DETAILED DESCRIPTION OF THE INVENTION

[0048] Summarizing briefly in advance, in the operation of the present vibratory screening machine and method, fine particles and liquid are withdrawn from a slurry which contains fine particles, coarse particles and liquid when chambers underneath the screen bed area are subjected to suction. The withdrawal of the liquid causes the coarse particles which are discharged from the machine to be desirably dry so that they can be disposed of without liquid which was withdrawn. In accordance with one method of the present invention the chambers are then subjected to pneumatic pressure which aids in forcing the fine particles and liquid out of the chambers and also tends to unclog materials from the screens. In accordance with another method of the present invention, one or more of the chambers are intermittently subjected to suction and release of suction while the machine is operating at a relatively high G force. The suction removes fine particles and liquid from the slurry, and the vibration at the high G force unclogs the screen.

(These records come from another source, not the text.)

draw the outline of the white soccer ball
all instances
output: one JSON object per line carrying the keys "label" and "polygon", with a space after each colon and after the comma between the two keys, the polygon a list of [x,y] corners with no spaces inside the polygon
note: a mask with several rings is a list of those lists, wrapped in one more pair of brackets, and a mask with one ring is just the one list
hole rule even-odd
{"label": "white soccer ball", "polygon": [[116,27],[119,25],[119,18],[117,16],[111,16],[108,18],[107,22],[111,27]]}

[0049] The vibratory screening machine 10 of the present invention includes an outer stationary frame 11 and an inner movable or vibratory frame 12. The outer stationary frame 11 (FIGS. 2 and 3) includes spaced upper elongated tubular members 13 and spaced lower elongated tubular members 14. A pair of post-like members 15 extend upwardly from upper frame members 13 at the outlet end of the machine (FIG. 3) and they are connected by a cross member 17. A slurry feeder 19, shown in FIGS. 1 and 1A extends between the upper frame members 13 and lower frame members 14 at one end of the outer frame 11, and it has its opposite sides connected thereto to support the sides of the frame members 13 and 14 in spaced relationship. In this respect, tubular members 12′ are suitably secured to frame members 13, and bars 16 extend inwardly from tubular members 12′ and are welded to the sides 18 of feeder 19. Frame member 16′ extends between the lower tubular members 14 of the outer stationary frame, and the lower portion of feeder 19 is secured thereto. The feeder does not contact the movable frame 12. The feeder has an elongated opening which extends crosswise to the movable frame 12 to deposit slurry at the slurry inlet end of the machine. The feeder may be mounted in any suitable manner, and is not restricted to the manner shown. The lower frame members 14 are connected to each other by a cross member 20 (FIG. 3) at the opposite lower end of the outer frame 11. The ends of each upper frame member 13 are connected to the ends of a lower frame member 14 by an elongated plate 21 (FIGS. 2 and 3) on each side of the machine. There are channel-like extensions 22 (FIG. 2) extending downwardly from each tubular member 14. Flanges 23 at the bottom of each member 22 mount the stationary frame on a suitable base 24 by means of bolts. The stationary frame 11 of the vibratory screening machine 10 can take any other suitable form for mounting a movable frame inasmuch as the specific form described above is not at all critical, and frames of vibratory screening machines of various forms are well known in the art.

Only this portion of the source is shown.